The median follow-up in our study was 1.9 years, which might not be long enough to identify liver complications. To address this limitation, we performed a sub-analysis including only persons with at least 3 years of follow-up, which demonstrated approximately two-fold increased risk of decompensated cirrhosis associated with diabetes in persons with and without baseline cirrhosis. This is consistent with the Kaplan-Meier curves in Figure 3 in which the survival curve for diabetics diverges from the curve for non-diabetics with longer follow-up time.
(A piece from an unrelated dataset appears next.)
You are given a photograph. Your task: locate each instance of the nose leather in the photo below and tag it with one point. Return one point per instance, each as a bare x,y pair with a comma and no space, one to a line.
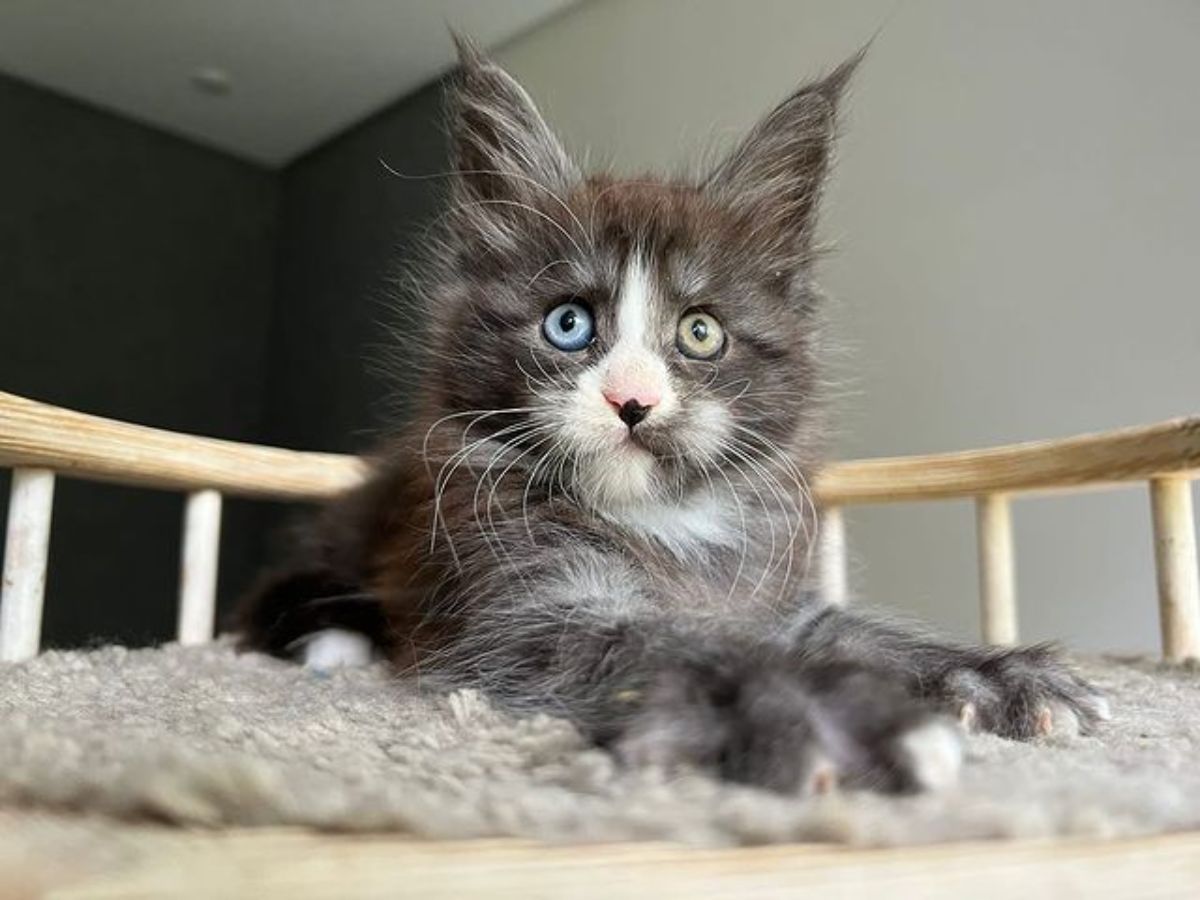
631,413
The strengths of this study include the large study population including people from all regions in the US. Our results are generalizable to US adults with private insurance. We excluded persons with baseline decompensated cirrhosis to establish temporality of the association between diabetes and decompensated cirrhosis. In addition, our analyses showed that diabetes was consistently associated with not only decompensated cirrhosis, but also hepatocellular carcinoma and liver transplant/death in people with baseline cirrhosis and in people without baseline cirrhosis.

Conclusions

CHC patients with diabetes mellitus had increased risk of decompensated cirrhosis and other hepatic complications in a population of persons with employer-sponsored health insurance in the US. In the presence of limited fiscal resources and the inability to pay for treatment of all hepatitis C patients, persons with CHC and diabetes might benefit from prioritization and earlier treatment with one of the newer direct-acting antiviral regimens.

Supplementary Material

Supplemental Data File _doc_ pdf_ etc._

NIHMS786125-supplement-Supplemental_Data_File__doc__pdf__etc__.docx^{(24.9KB, docx)}

Acknowledgments

Grant Support: This work was supported in part by the Washington University Institute of Clinical and Translational Sciences grant [UL1 TR000448] from the National Center for Advancing Translational Sciences (NCATS) of the National Institutes of Health (NIH), Grant Number [R24 HS19455] through the Agency for Healthcare Research and Quality (AHRQ), and Grant Number KM1CA156708 through the National Cancer Institute (NCI) at the National Institutes of Health (NIH).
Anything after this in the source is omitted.